A premature baby who was given just weeks to live continues to confound doctors by making remarkable progress.

Jardell Townsend, from Oxford, weighed just 2lb when he was born four months early last August.

He developed post-haemorrhagic hydrocephalus – fluid on the brain which causes the skull to swell – and further complications, including chronic lung disease, coliform on the lungs and epilepsy.

Three times, doctors at Oxford’s John Radcliffe Hospital told his mother Hailey, from Blackbird Leys, to say her final goodbyes.

But Jardell battled on and in January Miss Townsend appealed to Oxford Mail readers for help to finding a specially-made hat for her son, whose head had swelled from 26.7cm at birth to 41cm around in a matter of weeks.
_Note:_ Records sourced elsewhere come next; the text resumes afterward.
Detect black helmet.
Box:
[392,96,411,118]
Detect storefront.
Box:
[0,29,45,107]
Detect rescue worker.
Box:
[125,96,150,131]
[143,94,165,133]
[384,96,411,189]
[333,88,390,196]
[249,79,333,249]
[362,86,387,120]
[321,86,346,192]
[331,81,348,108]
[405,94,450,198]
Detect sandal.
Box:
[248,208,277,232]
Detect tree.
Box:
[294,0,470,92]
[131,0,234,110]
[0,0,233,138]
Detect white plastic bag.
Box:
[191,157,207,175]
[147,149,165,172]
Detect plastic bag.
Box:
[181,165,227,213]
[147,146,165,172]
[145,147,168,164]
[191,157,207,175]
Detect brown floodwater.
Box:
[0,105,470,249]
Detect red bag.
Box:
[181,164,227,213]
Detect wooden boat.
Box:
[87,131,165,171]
Our readers duly delivered and 80-year-old May Russell, from North Hinksey, was the first to knit Jardell a bespoke hat to keep him warm after he was discharged from hospital.
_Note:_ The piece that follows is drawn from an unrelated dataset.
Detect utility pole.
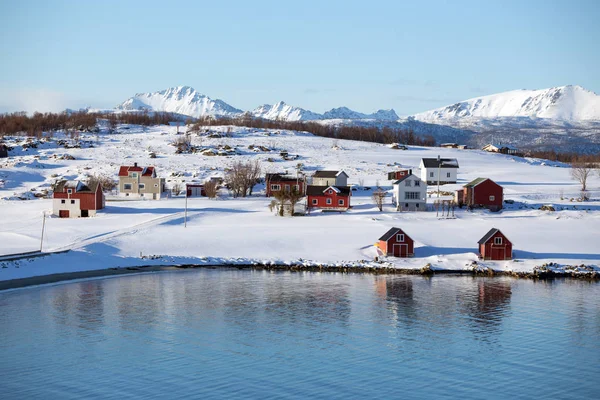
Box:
[183,185,187,228]
[40,211,46,253]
Three months on, his recovery has exceeded all expectations.

Miss Townsend, 24, who now lives in Wharton Road, Headington, said: “He had an appointment at the hospital on Tuesday and they have now told us to come back in six months.

“So far he’s over all the operations. He had bronchiolitis recently but got over that in a week and he’s just had his paediatric check-up and is doing extremely well.

“He’ll be on medication for the rest of his life, because he’s brain damaged and the doctors don’t know how that’s affecting him, but he’s doing everything he can.”